Tom Doyle is one of the few writers whose work I first encountered not in published form, but through the slushpile. We bought a few of his stories for Futurismic back in the day, so it was fun to pick up his recent collection, The Wizard of Macatawa and Other Stories (2012), and revisit those stories — as well as several other memorable tales from an imaginative new writer with a strong voice.
It’s a colorful collection, running the gamut from fantasy to slipstream to science fiction. It’s bookended by its strongest pieces, I think. The opener, “The Wizard of Macatawa,” is a wild and gonzo mix of childhood nostalgia, pop culture, time travel, and alternate history about a foul-mouthed young girl who stumbles across a magical device in a Michigan beach town. The closer, “While Ireland Holds These Graves,” is inventive futuristic SF about a man searching for his ex in a world transformed by the rise of nanotechnology and reconstructed AI personalities. These highly satisfying stories show Doyle at his most imaginative and energetic.
Bias noted, of course, my personal favorites are still his Futurismic tales: the wild, angry, vivid, and funny near-future visions of marketing, social media, and brain implants run amok found in “Art’s Appreciation,” “Consensus Building,” and “Hooking Up.” Not everyone got what we were going for at Futurismic, but Doyle sure did, and I still find these stories totally exciting, and wicked fun.

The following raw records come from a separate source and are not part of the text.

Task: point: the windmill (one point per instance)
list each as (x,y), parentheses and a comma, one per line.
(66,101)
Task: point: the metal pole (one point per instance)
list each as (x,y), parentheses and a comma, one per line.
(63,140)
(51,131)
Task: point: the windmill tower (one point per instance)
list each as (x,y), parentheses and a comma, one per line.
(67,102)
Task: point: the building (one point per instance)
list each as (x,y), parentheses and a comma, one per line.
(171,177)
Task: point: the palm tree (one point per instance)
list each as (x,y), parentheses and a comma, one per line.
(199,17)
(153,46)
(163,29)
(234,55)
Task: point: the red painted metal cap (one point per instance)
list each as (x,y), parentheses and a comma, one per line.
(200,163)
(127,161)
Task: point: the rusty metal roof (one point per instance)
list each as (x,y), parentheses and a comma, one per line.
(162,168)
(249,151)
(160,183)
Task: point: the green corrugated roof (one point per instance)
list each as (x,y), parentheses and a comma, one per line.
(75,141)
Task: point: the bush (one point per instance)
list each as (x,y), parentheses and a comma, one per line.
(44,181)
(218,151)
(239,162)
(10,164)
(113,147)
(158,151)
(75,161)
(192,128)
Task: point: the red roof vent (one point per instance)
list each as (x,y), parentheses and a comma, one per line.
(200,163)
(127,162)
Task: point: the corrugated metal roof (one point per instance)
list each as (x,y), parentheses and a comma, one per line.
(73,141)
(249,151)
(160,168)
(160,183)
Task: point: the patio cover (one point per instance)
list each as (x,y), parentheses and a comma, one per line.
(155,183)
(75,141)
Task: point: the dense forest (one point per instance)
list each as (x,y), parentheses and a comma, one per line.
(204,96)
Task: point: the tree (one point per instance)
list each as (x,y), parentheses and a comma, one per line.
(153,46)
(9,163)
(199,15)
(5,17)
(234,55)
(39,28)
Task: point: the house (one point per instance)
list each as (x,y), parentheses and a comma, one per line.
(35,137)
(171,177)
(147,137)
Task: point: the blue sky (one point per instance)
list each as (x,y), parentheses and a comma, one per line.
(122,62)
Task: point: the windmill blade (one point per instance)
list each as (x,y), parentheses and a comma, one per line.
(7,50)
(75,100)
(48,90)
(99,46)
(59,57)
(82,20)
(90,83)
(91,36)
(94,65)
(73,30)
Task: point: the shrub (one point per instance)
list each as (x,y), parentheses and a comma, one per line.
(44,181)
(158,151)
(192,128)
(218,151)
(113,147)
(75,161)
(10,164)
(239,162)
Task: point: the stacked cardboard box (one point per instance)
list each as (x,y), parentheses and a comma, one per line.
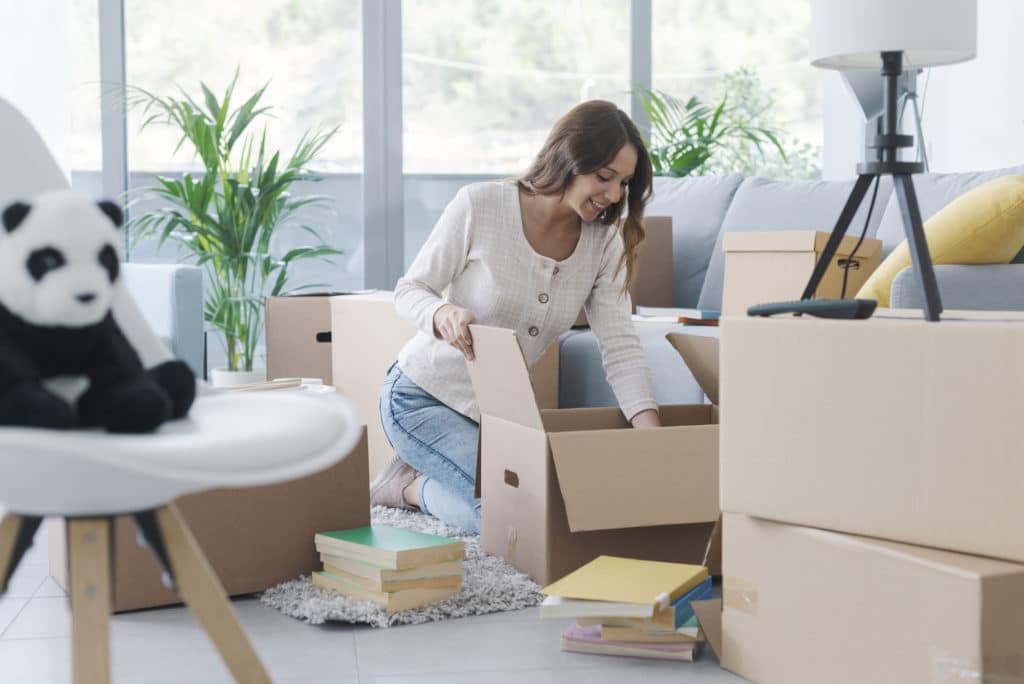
(870,478)
(774,266)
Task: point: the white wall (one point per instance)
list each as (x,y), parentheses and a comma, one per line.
(35,49)
(974,112)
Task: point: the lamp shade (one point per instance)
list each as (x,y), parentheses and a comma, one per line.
(852,34)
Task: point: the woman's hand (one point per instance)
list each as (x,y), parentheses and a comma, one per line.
(452,325)
(647,418)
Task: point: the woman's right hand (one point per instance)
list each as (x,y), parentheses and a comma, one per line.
(452,325)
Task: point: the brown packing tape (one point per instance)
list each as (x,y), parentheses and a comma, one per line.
(948,669)
(739,595)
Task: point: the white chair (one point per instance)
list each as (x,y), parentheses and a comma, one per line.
(87,477)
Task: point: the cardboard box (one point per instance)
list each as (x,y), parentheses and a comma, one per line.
(254,538)
(368,334)
(890,427)
(298,337)
(763,267)
(808,606)
(652,286)
(561,486)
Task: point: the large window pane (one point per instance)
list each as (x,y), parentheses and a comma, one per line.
(86,148)
(309,53)
(695,43)
(483,82)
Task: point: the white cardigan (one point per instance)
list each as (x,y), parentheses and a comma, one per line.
(478,252)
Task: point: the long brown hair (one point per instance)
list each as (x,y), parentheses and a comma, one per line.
(586,139)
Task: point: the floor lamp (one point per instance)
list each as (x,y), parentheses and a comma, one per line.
(891,35)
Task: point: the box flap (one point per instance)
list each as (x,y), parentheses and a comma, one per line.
(700,355)
(796,241)
(637,478)
(773,241)
(710,616)
(501,379)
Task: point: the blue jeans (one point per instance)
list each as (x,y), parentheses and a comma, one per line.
(439,442)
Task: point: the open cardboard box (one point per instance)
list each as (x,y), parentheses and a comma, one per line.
(892,427)
(350,341)
(808,606)
(254,538)
(774,266)
(560,486)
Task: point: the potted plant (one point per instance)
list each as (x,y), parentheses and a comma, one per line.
(225,217)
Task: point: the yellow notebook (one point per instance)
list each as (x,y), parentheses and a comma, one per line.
(629,581)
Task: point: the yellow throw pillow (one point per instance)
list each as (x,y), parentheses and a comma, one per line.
(983,225)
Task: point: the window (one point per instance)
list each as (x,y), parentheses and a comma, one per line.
(484,81)
(310,54)
(696,42)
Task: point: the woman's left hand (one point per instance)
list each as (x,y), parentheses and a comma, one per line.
(647,418)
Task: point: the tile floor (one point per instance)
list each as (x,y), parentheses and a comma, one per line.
(167,646)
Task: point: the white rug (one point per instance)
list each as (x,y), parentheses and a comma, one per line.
(488,585)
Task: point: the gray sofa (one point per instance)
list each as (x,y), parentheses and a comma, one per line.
(170,297)
(705,208)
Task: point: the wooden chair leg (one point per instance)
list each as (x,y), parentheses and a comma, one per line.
(202,591)
(89,575)
(8,537)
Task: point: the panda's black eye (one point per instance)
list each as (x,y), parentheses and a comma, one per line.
(109,260)
(43,261)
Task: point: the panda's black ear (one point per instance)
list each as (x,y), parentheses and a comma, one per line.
(14,214)
(113,211)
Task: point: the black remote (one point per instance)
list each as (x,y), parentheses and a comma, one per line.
(823,308)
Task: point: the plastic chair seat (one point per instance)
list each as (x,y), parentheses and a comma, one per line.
(227,439)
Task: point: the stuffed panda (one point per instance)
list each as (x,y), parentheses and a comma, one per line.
(58,271)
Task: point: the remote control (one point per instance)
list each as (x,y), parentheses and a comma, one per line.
(823,308)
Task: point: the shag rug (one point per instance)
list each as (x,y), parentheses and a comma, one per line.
(488,585)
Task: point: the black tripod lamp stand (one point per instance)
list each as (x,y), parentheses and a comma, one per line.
(890,33)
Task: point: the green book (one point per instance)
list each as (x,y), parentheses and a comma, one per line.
(389,547)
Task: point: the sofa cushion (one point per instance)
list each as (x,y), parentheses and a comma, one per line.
(696,206)
(984,225)
(762,205)
(934,191)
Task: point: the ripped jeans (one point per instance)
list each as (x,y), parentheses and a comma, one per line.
(439,442)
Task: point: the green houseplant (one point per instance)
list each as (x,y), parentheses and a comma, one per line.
(739,134)
(687,134)
(226,216)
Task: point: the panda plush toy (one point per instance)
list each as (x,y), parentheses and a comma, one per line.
(59,269)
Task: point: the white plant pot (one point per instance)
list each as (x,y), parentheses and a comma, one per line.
(225,378)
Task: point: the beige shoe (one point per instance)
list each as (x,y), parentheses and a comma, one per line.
(388,487)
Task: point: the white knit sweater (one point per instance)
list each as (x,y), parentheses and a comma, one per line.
(479,254)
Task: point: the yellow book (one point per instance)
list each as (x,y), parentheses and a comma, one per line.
(392,601)
(383,575)
(682,635)
(629,581)
(395,585)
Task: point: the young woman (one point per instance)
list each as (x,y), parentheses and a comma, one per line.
(526,255)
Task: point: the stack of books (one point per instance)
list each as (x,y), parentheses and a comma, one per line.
(396,568)
(624,606)
(687,316)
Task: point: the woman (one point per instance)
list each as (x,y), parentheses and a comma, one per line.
(526,255)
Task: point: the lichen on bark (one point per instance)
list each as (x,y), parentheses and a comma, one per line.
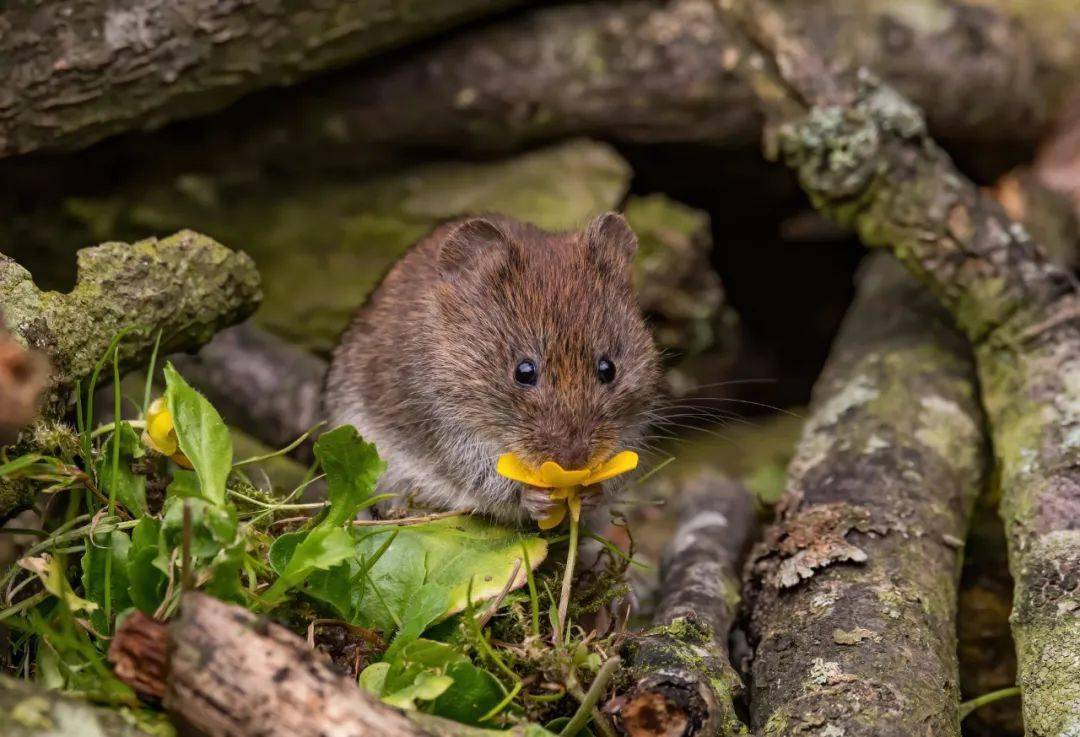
(863,155)
(852,592)
(187,286)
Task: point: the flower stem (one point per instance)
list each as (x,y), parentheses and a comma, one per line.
(592,697)
(564,598)
(970,706)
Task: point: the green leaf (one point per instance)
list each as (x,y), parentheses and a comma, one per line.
(352,468)
(98,549)
(447,553)
(323,548)
(148,584)
(203,437)
(130,487)
(426,606)
(185,484)
(212,528)
(474,693)
(373,679)
(424,686)
(418,673)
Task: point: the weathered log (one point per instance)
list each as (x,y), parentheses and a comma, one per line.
(678,679)
(27,710)
(852,591)
(863,155)
(227,671)
(73,72)
(24,375)
(655,71)
(186,286)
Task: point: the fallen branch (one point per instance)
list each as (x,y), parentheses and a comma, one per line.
(228,671)
(186,286)
(860,572)
(655,71)
(679,680)
(73,72)
(863,155)
(260,383)
(24,375)
(28,710)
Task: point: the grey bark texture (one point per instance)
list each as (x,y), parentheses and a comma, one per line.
(187,286)
(653,71)
(27,710)
(863,156)
(852,591)
(226,671)
(72,72)
(678,679)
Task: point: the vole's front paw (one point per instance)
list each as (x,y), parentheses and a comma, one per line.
(538,503)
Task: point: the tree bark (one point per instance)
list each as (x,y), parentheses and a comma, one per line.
(678,680)
(186,286)
(852,592)
(229,672)
(30,711)
(657,71)
(863,155)
(75,72)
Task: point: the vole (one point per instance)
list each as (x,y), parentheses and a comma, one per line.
(489,336)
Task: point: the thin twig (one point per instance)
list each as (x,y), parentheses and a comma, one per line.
(502,594)
(584,711)
(564,598)
(409,520)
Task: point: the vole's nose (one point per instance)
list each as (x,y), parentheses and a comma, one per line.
(572,454)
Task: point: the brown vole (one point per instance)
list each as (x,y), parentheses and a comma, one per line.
(493,336)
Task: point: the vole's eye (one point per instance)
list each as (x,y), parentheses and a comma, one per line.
(605,371)
(526,373)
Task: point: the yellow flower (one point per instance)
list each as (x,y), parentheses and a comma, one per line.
(567,484)
(160,433)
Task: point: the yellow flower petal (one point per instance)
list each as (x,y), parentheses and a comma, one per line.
(554,519)
(511,467)
(575,504)
(616,466)
(557,477)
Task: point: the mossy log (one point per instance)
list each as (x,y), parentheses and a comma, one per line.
(863,155)
(852,591)
(657,71)
(678,679)
(186,286)
(220,670)
(260,383)
(322,245)
(72,72)
(27,710)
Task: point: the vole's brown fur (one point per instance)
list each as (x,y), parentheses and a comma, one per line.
(426,370)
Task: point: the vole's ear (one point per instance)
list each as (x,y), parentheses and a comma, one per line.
(467,243)
(610,240)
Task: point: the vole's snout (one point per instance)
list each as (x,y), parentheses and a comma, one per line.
(572,453)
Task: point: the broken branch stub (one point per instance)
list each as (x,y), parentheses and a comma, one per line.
(852,591)
(187,286)
(863,156)
(221,670)
(678,679)
(72,72)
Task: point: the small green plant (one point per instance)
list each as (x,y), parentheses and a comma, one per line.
(429,606)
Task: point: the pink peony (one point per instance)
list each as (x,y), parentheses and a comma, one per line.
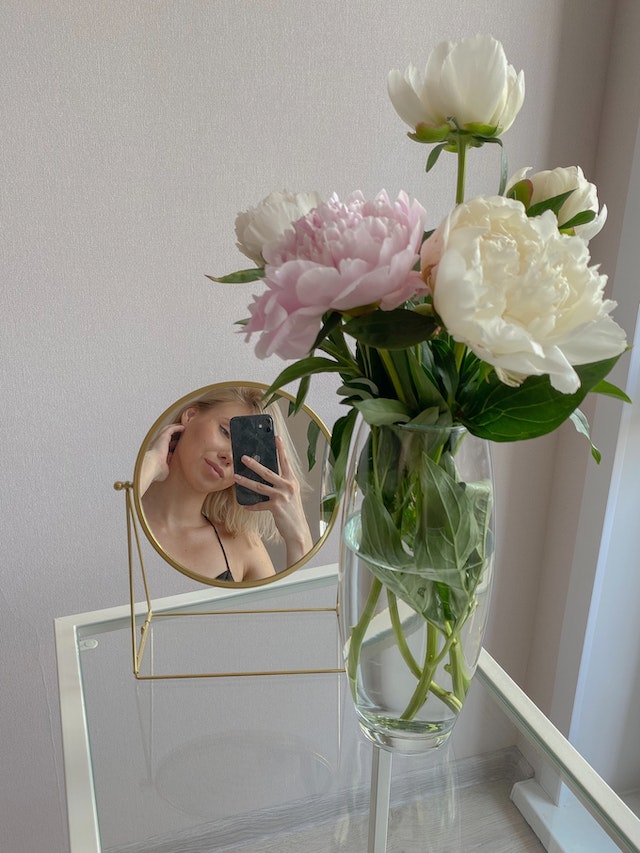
(342,256)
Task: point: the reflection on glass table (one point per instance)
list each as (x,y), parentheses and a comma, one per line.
(277,762)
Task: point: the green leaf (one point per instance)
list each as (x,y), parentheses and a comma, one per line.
(397,329)
(239,277)
(554,203)
(305,367)
(340,444)
(333,320)
(432,159)
(522,191)
(579,219)
(381,412)
(428,134)
(501,413)
(581,424)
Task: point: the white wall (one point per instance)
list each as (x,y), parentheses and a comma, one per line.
(132,133)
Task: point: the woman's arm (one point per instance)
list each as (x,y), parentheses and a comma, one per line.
(258,563)
(155,463)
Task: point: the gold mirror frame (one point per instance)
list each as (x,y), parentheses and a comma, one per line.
(141,621)
(319,535)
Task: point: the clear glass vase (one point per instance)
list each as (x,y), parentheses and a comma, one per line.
(415,577)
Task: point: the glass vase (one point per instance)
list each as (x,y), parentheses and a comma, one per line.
(416,566)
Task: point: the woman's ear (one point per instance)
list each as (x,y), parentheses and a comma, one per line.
(188,414)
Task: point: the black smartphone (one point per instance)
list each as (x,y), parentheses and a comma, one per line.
(254,436)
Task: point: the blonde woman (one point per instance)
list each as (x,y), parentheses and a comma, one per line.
(186,481)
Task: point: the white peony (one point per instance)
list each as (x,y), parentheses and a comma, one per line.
(470,82)
(520,294)
(553,182)
(270,219)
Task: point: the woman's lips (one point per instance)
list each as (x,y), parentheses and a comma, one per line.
(216,469)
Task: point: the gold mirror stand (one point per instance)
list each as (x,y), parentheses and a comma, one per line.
(135,555)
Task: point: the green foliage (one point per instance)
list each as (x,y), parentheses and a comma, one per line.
(240,276)
(423,531)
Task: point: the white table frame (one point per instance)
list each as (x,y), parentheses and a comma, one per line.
(619,823)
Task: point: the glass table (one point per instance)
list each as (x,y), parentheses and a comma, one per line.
(275,761)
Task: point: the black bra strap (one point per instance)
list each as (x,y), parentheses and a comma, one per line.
(225,576)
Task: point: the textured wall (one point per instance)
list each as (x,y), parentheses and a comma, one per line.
(132,133)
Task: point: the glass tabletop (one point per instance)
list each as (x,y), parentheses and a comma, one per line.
(276,762)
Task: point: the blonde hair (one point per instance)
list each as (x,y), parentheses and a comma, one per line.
(222,507)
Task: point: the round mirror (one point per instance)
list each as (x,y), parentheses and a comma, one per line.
(231,491)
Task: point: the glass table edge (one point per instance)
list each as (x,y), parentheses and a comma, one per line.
(615,817)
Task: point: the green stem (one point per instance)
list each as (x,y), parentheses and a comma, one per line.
(401,642)
(462,165)
(393,375)
(358,632)
(447,697)
(432,660)
(457,669)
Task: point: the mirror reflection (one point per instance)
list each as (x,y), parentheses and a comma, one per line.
(187,490)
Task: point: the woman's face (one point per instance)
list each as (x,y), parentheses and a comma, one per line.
(203,452)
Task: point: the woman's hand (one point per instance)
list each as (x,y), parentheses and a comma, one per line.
(284,503)
(155,463)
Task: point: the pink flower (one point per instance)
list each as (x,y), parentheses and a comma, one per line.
(351,257)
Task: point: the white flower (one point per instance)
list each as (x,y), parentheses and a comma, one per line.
(519,293)
(470,82)
(554,182)
(270,219)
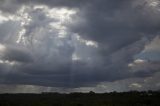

Other standouts for me were “Crossing Borders,” kinetic otherworldly SF about an intergalactic agent; “The Floating Otherworld,” a strange and refreshing contemporary fantasy depicting a man’s journey through the night-time streets of Tokyo; and “Sea and Stars,” an effectively atmospheric tale of US tourists who witness a magical ceremony in Brazil. A couple of the remaining stories didn’t quite connect with me, but overall I think it’s a great collection: bracing, imaginative fiction with compelling prose and a distinctive voice. Looking forward to tracking his career.